The calculation used to generate the point estimate, standard errors and confidence interval depends upon the method specified in the original call to draws(); In particular:

  • method_approxbayes() & method_bayes() both use Rubin's rules to pool estimates and variances across multiple imputed datasets, and the Barnard-Rubin rule to pool degree's of freedom; see Little & Rubin (2002).

  • method_condmean(type = "bootstrap") uses percentile or normal approximation; see Efron & Tibshirani (1994). Note that for the percentile bootstrap, no standard error is calculated, i.e. the standard errors will be NA in the object / data.frame.

  • method_condmean(type = "jackknife") uses the standard jackknife variance formula; see Efron & Tibshirani (1994).

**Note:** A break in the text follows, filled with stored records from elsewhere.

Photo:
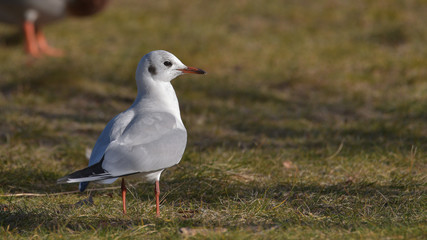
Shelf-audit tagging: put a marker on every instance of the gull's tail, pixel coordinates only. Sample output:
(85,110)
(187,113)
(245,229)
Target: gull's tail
(89,174)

  • method_bmlmi uses pooling procedure for Bootstrapped Maximum Likelihood MI (BMLMI). See Von Hippel & Bartlett (2021).

References

Bradley Efron and Robert J Tibshirani. An introduction to the bootstrap. CRC press, 1994. [Section 11]

Roderick J. A. Little and Donald B. Rubin. Statistical Analysis with Missing Data, Second Edition. John Wiley & Sons, Hoboken, New Jersey, 2002. [Section 5.4]

Von Hippel, Paul T and Bartlett, Jonathan W. Maximum likelihood multiple imputation: Faster imputations and consistent standard errors without posterior draws. 2021.